Van Engen organizes ‘Religion and Politics in Early America’ conference

Abram C. Van Engen, associate professor of English in Arts & Sciences at Washington University in St. Louis, organized a national conference on “Religion and Politics in Early America.” Sponsored by the John C. Danforth Center on Religion and Politics and the Kinder Institute on Constitutional Democracy, the conference took place March 1-4 in St. Louis. More than 200 scholars representing history, literary studies, political science, law, religious studies and other areas attended.

Van Engen

Events included a roundtable discussion with four Danforth Center scholars: Marie Griffith, Laurie Maffly-Kipp, Leigh Schmidt and Mark Valeri. Leading panels were Valeri as well as postdoctoral research associates Christine Croxall and Dana Logan, and Alexandre Dubé, assistant professor of history in Arts & Sciences.
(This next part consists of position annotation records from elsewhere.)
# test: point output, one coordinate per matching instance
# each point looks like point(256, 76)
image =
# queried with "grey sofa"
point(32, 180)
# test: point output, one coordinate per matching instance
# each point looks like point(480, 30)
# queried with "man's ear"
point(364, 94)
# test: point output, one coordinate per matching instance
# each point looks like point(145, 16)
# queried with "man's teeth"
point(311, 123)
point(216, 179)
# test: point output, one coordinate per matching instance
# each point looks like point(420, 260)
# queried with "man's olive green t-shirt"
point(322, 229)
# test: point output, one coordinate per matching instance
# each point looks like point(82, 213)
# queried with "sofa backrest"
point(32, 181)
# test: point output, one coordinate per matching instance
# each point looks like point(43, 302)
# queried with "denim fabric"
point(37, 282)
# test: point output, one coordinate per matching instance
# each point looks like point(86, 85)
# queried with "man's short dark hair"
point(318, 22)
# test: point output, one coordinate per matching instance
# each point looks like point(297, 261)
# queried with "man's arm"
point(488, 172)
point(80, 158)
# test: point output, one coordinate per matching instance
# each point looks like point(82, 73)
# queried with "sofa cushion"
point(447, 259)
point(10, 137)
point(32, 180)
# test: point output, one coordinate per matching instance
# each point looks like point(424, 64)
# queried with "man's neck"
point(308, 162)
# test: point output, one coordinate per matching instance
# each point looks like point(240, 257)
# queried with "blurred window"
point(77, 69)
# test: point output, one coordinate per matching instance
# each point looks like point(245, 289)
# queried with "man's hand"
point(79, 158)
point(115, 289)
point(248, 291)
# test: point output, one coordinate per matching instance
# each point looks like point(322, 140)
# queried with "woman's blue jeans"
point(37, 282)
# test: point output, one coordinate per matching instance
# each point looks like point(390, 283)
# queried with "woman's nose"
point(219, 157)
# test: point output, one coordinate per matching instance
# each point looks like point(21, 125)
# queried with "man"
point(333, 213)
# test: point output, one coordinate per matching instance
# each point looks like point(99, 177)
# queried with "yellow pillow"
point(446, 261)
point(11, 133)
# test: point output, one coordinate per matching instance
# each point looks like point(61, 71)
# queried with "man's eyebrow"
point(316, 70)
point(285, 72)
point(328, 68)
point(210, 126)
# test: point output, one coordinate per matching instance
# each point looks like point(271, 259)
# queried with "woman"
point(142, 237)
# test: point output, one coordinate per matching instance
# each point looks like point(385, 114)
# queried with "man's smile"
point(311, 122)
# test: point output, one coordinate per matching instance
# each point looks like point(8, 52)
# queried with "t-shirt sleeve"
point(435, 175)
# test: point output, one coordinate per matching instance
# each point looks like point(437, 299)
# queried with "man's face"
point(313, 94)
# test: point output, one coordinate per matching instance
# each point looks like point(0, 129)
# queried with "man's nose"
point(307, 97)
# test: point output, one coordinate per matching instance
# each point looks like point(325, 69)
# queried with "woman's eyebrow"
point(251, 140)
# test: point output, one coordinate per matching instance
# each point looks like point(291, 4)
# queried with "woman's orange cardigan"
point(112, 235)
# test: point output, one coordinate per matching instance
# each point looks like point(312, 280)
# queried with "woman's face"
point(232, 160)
Other university participants included Stephanie Kirk, of Arts & Sciences, who organized a series of panels exploring global and colonial intersections of religion and politics, and  Hannah Wakefield, a doctoral candidate in English. The Eighteenth-Century Interdisciplinary Salon hosted a talk by Jonathan Sheehan of University of California, Berkeley. David Hall of Harvard Divinity School presented a talk for the Religious Studies Program in Arts & Sciences.

In conjunction with the conference, Van Engen wrote on the Center for the Humanities website about four historic paintings on display in the U.S. Capitol Rotunda.